A previsão de produção entre setembro e dezembro para a Dakota teria passado de 8 mil para apenas 3 mil unidades. Para a Titano, o volume teria passado de 1,5 mil para mil unidades.
Além disso, a linha das duas picapes passou a trabalhar com apenas um turno a partir de setembro, contra dois anteriormente.
Os números brasileiros ajudam a explicar o movimento. Até agosto, a Ram Dakota acumula 3.200 emplacamentos, enquanto a Fiat Titano soma 3.479 unidades. Apenas em agosto foram 634 Dakota e 258 Titano.
A diferença para as principais picapes médias continua grande. Somente em agosto, a Toyota Hilux registrou 3.471 unidades, enquanto no acumulado até agosto a picape vender 30.203 unidades, quase nove vezes mais que ambas da Stellantis.
Assim, mesmo pertencendo ao grupo que domina segmentos de picapes com Strada e Toro, a Stellantis ainda enfrenta dificuldades para ganhar espaço entre as médias tradicionais.
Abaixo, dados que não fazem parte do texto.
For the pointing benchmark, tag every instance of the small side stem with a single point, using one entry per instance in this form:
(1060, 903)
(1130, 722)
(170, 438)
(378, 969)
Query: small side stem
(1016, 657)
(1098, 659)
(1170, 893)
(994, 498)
Por outro lado, o ajuste não significa abandono do projeto. A fábrica argentina recebeu cerca de US$ 380 milhões em investimentos e deverá começar a produzir localmente o motor 2.2 Multijet turbodiesel em 2027.
A própria Stellantis afirma que a adequação acompanha a evolução da demanda e mantém os investimentos previstos para Córdoba, considerada estratégica para suas operações na América do Sul.